Competing interests: No competing interests
In the BNF it clearly states that Oseltamivir is licensed for use in the first 48 hours following the onset of symptoms, and that it is a prescription only medicine.
If Oseltamivir had been effective there is no way that the public could have accessed it rapidly enough.
If people had died in large numbers then there would have been a panic at every GP surgery in the country with the possibility of people dying in the crush.
Even if an effective drug comes on the market it would be useless unless it could be distributed and taken rapidly in accordance with its instructions for use.
Competing interests: No competing interests
With the publication of our systematic reviews on oseltamivir and zanamivir for influenza in adults and children, [1,2] we are making all 107 full clinical study reports publicly available.
Despite the worldwide stockpiling of antivirals, these reports have never been reviewed by the World Health Organization, the US Centers for Disease Control and Prevention (CDC) and its European counterpart, the ECDC.
It took us four years to obtain the full set of reports. The story relating to the acquisition has been documented at the BMJ's open data campaign (http://www.bmj.com/tamiflu).
If you disagree with our findings, or if you want to carry out your own analysis or just want to see what around 150,000 pages of data look like, they are one click away (http://dx.doi.org/10.5061/dryad.77471).

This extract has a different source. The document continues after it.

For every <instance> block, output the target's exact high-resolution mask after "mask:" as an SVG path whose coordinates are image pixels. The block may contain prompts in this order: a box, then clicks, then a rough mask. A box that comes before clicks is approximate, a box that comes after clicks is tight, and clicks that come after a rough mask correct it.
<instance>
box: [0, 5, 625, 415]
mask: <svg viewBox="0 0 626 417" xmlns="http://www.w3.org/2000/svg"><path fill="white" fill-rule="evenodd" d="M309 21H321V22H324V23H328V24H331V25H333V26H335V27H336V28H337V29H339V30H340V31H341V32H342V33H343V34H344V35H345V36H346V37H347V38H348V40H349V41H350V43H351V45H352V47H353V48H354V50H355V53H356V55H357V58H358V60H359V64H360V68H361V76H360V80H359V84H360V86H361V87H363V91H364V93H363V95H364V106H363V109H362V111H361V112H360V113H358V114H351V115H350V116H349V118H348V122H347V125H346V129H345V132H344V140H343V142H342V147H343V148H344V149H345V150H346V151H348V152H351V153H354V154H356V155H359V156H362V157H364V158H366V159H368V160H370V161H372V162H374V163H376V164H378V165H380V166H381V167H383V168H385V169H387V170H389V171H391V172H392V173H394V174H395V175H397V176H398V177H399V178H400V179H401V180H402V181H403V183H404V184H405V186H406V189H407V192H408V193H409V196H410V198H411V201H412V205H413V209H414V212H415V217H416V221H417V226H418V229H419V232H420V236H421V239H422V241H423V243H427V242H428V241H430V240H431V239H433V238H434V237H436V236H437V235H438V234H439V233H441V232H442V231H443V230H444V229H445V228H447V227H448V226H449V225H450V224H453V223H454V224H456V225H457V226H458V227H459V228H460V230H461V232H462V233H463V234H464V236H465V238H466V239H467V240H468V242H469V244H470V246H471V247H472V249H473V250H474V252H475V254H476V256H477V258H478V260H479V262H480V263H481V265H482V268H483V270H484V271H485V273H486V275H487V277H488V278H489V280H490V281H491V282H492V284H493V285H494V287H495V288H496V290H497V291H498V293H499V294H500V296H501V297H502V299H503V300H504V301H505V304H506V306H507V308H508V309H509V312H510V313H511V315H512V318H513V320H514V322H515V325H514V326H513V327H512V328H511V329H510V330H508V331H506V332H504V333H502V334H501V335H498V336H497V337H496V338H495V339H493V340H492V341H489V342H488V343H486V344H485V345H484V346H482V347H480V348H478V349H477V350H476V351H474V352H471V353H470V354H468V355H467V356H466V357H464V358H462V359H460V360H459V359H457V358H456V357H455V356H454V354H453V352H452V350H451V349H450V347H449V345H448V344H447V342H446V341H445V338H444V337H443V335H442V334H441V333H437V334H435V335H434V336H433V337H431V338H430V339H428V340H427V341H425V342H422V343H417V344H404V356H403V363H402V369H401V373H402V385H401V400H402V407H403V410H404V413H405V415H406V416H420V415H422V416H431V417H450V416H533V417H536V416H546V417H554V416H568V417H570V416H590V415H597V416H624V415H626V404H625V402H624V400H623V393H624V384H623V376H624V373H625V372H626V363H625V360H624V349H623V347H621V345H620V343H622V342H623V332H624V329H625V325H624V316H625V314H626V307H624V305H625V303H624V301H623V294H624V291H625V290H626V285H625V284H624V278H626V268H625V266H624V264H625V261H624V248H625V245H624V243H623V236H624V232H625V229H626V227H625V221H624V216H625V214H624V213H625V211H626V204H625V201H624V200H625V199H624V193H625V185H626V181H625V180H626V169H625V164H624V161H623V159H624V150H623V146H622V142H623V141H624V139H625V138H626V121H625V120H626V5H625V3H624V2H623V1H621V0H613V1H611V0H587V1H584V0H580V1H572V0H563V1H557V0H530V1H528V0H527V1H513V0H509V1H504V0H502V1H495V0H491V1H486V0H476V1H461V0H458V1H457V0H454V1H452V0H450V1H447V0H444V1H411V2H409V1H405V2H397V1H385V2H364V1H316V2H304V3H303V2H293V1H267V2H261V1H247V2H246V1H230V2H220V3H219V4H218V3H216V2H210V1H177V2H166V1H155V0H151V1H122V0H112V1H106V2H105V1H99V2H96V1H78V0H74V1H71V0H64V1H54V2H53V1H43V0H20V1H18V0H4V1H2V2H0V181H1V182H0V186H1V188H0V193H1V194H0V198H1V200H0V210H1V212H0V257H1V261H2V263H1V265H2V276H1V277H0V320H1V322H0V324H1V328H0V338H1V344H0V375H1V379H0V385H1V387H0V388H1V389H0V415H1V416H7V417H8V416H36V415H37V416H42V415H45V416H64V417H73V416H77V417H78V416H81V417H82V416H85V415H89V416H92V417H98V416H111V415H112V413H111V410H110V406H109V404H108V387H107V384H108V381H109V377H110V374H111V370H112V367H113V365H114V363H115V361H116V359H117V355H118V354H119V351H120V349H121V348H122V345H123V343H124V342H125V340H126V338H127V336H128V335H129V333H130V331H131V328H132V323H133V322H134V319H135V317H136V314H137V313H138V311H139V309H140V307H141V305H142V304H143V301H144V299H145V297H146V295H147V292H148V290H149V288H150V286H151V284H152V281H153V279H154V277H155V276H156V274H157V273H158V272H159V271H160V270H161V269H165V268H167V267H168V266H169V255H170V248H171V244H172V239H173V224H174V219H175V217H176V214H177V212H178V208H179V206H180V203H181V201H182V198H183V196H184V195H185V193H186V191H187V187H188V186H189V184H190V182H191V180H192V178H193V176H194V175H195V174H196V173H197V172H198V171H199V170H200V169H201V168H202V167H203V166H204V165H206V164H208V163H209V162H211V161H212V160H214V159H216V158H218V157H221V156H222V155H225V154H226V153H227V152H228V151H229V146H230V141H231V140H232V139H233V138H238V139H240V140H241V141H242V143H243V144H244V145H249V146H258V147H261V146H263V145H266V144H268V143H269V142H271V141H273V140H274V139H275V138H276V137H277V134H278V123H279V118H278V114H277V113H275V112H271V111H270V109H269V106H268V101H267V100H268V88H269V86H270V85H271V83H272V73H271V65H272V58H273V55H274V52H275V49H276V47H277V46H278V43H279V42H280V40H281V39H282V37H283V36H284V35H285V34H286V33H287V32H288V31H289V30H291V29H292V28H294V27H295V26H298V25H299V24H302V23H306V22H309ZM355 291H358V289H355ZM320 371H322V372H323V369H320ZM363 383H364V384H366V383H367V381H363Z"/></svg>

Carl Heneghan, Tom Jefferson, Peter Doshi
 Tom Jefferson, Mark Jones, Peter Dosh, Elizabeth A Spencer, Igho Onakpoya, Carl J Heneghan. Oseltamivir for influenza in adults and children: systematic review of clinical study reports and summary of regulatory comments
 Carl J Heneghan, Igho Onakpoya, Matthew Thompson, Elizabeth A Spencer, Mark Jones, Tom Jefferson. Zanamivir for influenza in adults and children: systematic review of clinical study reports and summary of regulatory comments
Competing interests: We are authors of the Systematic reviews and our competing interests are declared in the manuscripts.